Software testing increases application quality and reliability. It allows developers to find and fix software bugs, mitigate security issues, and simulate real user use cases.
It is an essential part of any application development.
Serverless is an amazing technology, almost magic-like. Serverless applications, like any other applications, require testing.
However, testing Serverless applications differs from traditional testing and introduces new challenges.
In part one, you learned why Serverless services introduce new testing challenges and my practical guidelines for testing Serverless services and AWS Lambda functions that mitigate these challenges.
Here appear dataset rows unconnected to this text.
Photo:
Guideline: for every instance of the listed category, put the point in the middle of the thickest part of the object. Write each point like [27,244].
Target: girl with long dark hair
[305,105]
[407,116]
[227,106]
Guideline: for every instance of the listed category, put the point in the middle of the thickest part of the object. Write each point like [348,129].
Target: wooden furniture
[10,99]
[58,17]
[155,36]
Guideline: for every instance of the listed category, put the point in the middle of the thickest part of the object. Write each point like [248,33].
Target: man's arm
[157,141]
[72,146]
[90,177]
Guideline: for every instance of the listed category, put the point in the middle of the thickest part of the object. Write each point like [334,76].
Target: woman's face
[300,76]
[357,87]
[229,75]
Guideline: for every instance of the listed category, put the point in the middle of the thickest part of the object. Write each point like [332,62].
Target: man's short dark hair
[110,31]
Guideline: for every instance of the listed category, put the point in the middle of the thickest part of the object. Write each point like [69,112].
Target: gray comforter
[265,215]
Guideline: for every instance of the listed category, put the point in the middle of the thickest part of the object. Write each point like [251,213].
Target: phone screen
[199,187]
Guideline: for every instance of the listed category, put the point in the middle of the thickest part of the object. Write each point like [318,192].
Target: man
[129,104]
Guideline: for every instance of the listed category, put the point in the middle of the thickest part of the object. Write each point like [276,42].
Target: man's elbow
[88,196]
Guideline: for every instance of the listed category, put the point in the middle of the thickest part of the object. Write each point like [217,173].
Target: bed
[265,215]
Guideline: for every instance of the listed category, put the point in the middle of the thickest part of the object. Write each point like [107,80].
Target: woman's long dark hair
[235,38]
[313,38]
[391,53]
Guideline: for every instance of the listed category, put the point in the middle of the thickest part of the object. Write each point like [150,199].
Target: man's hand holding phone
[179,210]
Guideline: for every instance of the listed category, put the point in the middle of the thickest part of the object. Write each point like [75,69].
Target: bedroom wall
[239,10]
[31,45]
In this post, you will learn to write tests for your Serverless service. We will focus on Lambda functions and provide tips & tricks and code examples by writing tests for a real Serverless application. In addition, you will learn my Serverless adaptation to the classical testing pyramid and implement it.
In part three, you will learn to test asynchronous event driven flows that may or may not contain Lambda functions, and other non-Lambda-based Serverless services.
A complimentary Serverless service project that utilizes Serverless testing best practices can be found here.
Table of Contents
The Orders Serverless Service
We will use this sample service and write tests for its Lambda function handler.
Here's the architecture diagram:
The 'order' service gets customers' orders for a single product type and saves the orders in the database.
This sample service is simple, an API Gateway that triggers a Lambda function that writes to a DynamoDB table. In addition, the Lambda function uses AppConfig for dynamic configuration and feature flags.
I use AWS CDK to deploy the order service.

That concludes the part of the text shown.